When living in Huddersfield I was decidedly part of a scene; as one of very few performers in a town brimming with composers, I felt like a very necessary part of the daily life of the new music scene. Composers would plan events, the clarinet was always used, and new pieces were constantly being written. There was a phenomenal sense of togetherness, which was only matched by the phenomenal lack of funds.
It was a great feeling, but perhaps it can only apply in smaller centres where the scene cannot be propelled forward without the interaction of individual members. It was a great feeling, but perhaps it isn’t a bench marker for the success of a ‘scene’. It was a great feeling, and perhaps it’s here in Cologne for others, but just not for me.
Part of the problem, I think, has to do with a lack of feedback. While I am consistently amazed at the number of people who attend new music concerts in Cologne, I am often disappointed that I don’t seem to meet more of them, or to have a clear sense of their feeling for the concert. It’s not that audience members aren’t friendly in Cologne; our recent collaboration with Ensemble Chronophonie on Unter Vier Ohren–in which we played seven musicians in seven small rooms to perform for one audience member at a time at our excellent venue in Deutz, raum13–was enough to demonstrate just how warm and interested our audience is. That evening was all about personalized interactions between performers and audience members, and I found it to be a very special experience.
That said, I’m not quite succeeding in explaining my criticism. Again, it’s difficult to put into words exactly what I am trying to say, so I will give an example:
A few months ago I performed a solo concert at the Zagreb Music Biennale. I was billed as a kind of ‘off-programme’ show, but what this meant for festival attendees was that I was going to do something new. The hall was oversold, so that many people were standing and some were practically sitting on my toes. The room quickly became uncomfortably hot, but besides a few children (!) making noises, there was no sign that the audience wanted to leave. I had the overwhelming sense that here was an audience that really wanted to know what I was going to tell them about new music. (In fact, people recognised me at other events during the festival and stopped me to ask questions. It was such a unique festival and such a unique sense of community!)
I’m not sure I will ever have that feeling in Cologne.
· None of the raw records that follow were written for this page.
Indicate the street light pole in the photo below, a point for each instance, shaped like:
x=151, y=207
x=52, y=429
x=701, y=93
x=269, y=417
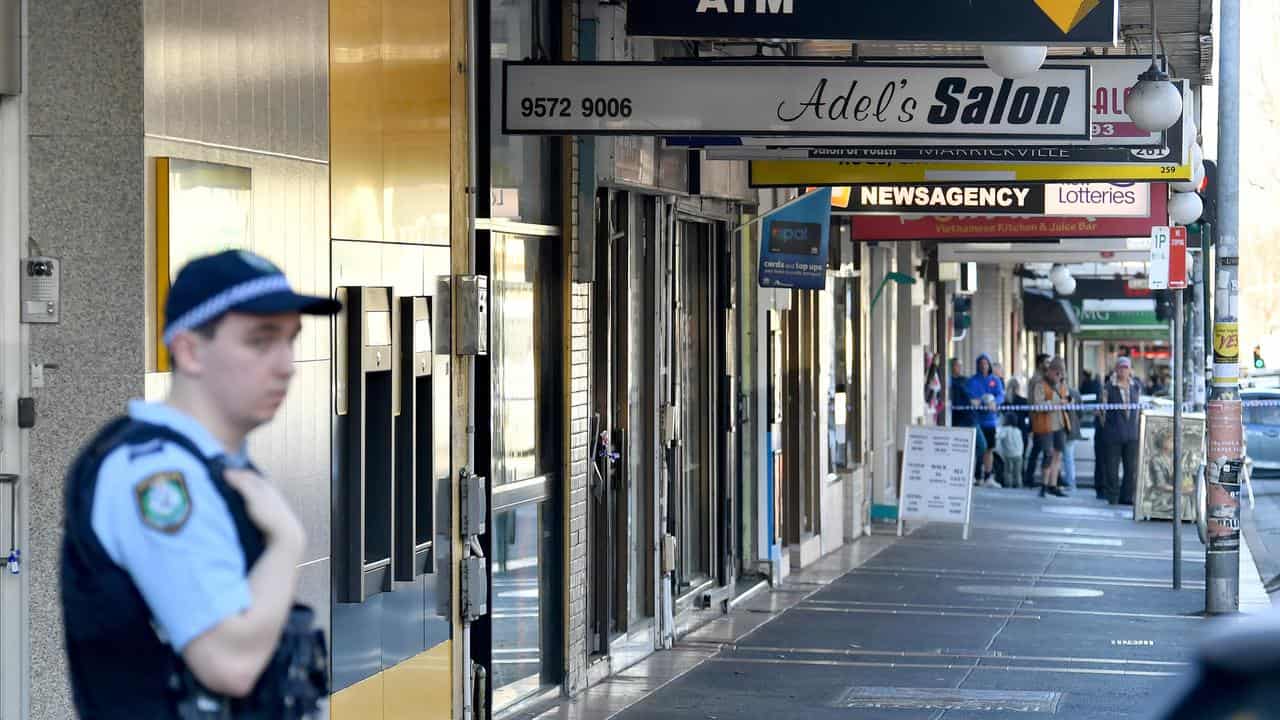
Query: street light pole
x=1178, y=436
x=1224, y=413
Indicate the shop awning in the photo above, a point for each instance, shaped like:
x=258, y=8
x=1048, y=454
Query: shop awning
x=1042, y=313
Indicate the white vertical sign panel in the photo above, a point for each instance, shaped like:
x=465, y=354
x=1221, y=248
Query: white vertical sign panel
x=937, y=475
x=1159, y=272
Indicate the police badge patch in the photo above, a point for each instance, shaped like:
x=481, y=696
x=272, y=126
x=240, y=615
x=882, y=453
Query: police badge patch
x=164, y=502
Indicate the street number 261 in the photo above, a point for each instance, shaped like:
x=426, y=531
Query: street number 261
x=563, y=108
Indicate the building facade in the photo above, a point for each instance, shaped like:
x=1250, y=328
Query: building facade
x=656, y=433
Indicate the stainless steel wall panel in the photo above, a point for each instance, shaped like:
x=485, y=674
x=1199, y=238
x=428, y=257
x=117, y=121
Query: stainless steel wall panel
x=240, y=73
x=289, y=223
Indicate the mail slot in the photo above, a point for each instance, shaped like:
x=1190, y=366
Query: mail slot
x=366, y=405
x=415, y=441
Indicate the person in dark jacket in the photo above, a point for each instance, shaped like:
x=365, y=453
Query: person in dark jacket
x=961, y=414
x=1033, y=450
x=986, y=393
x=1120, y=433
x=1015, y=417
x=1089, y=384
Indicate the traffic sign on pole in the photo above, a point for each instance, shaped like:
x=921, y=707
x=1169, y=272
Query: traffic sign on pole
x=1159, y=272
x=1176, y=258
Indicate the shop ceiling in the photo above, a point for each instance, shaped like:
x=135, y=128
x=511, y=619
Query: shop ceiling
x=1185, y=32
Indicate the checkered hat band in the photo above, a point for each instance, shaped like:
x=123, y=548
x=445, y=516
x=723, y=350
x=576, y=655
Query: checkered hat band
x=224, y=301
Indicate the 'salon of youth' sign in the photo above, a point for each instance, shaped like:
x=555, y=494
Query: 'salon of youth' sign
x=769, y=99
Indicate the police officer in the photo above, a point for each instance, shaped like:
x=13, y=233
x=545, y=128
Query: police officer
x=179, y=561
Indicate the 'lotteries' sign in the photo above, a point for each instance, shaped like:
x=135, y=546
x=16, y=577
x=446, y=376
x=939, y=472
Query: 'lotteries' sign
x=1063, y=200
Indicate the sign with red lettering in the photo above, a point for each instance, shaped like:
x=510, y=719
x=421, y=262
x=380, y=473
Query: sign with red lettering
x=1176, y=258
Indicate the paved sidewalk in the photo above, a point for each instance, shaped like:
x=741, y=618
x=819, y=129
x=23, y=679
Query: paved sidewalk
x=1054, y=607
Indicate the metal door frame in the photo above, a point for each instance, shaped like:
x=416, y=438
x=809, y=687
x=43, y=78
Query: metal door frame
x=14, y=591
x=720, y=370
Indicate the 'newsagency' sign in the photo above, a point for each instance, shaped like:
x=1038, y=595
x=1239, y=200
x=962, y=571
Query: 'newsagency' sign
x=1063, y=200
x=1042, y=22
x=772, y=99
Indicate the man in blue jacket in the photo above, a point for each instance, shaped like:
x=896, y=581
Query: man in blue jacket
x=986, y=392
x=961, y=414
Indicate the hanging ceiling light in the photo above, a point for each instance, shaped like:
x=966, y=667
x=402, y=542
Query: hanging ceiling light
x=1014, y=60
x=1185, y=208
x=1155, y=104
Why is this? Is it because there’s just so much going on in this city that it doesn’t leave enough space for audience members to really invest themselves? Is it that German culture is so sure of itself as being the home of new music in the world that it has developed a sense of entitlement that manifests itself as indifferent audience behaviour? In Germany, do we know so much about new music that we only judge; we don’t take the time to learn? I don’t really have the answer here; mostly I’m using this space as an excuse to say something confrontational.
Can this change? Does it need to? As performers of new music, in general, what do we want an audience to be, other than present?
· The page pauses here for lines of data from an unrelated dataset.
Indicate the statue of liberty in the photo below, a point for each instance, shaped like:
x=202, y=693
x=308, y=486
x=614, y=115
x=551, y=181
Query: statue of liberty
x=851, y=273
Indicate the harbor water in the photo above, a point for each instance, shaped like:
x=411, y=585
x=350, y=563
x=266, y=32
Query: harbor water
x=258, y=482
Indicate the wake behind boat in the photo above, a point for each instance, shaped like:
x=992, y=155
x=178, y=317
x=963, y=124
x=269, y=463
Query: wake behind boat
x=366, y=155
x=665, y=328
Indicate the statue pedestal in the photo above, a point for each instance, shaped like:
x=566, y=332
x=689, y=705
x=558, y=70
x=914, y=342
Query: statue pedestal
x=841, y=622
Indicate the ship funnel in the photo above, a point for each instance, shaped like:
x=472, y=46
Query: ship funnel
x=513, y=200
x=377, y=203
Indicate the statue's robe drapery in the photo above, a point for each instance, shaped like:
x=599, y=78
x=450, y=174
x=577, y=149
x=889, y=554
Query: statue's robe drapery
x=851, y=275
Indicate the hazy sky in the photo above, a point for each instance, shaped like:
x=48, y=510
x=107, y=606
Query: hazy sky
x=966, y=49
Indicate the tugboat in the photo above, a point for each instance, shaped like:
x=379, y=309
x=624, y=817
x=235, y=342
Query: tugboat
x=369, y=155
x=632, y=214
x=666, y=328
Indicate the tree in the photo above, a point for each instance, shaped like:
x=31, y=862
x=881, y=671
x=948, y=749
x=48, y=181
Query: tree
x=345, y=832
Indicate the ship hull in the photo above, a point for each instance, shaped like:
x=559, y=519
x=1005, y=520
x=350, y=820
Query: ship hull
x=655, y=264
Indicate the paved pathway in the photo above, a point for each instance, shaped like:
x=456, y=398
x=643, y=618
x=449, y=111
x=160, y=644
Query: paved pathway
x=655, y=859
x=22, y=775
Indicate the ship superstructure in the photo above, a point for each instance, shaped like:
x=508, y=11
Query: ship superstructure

Of course, I can’t judge audience members for attending concerts on a kind of automatic pilot. I see so few concerts besides my own these days; this is of course in large part due to how much is going on here. In fact, it is rare to see other performers in our own concerts; while we are brimming with composers, interpreters are few and far between. It’s rare that members of other ensembles support our concert. Rarer still, that I am able to support them. When I do attend, far too often it is out of a sense of obligation. “Oh, so-and-so is playing, and we’re colleagues/friends” or “Oh, going to this musikFabrik gig is the only way I’ll actually get to see my husband in person this week.”